Coronavirus : Le gouvernement renforce les aides aux entreprises et au secteur du tourisme

Le « raz-de-marée » de contaminations liées au variant Omicron a poussé le gouvernement à annoncer ce lundi un renforcement des aides pour les entreprises affectées par les restrictions sanitaires, particulièrement le secteur du tourisme.

Deux dispositifs existants voient leurs conditions d’accès élargies.

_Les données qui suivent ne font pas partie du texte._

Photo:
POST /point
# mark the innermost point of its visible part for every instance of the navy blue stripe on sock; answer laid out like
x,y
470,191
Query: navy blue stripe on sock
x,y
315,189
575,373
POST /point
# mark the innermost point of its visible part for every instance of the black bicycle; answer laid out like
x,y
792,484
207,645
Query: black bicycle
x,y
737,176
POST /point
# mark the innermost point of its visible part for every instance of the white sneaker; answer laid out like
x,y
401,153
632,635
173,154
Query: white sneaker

Toutes les entreprises faisant l’objet de mesures de restrictions sanitaires bénéficieront de l’activité partielle sans reste à charge, a indiqué le ministre de l’Economie et des Finances Bruno Le Maire, à l’issue d’une réunion à Bercy réunissant les organisations patronales, et plusieurs représentants du tourisme, de l’hôtellerie et de la restauration.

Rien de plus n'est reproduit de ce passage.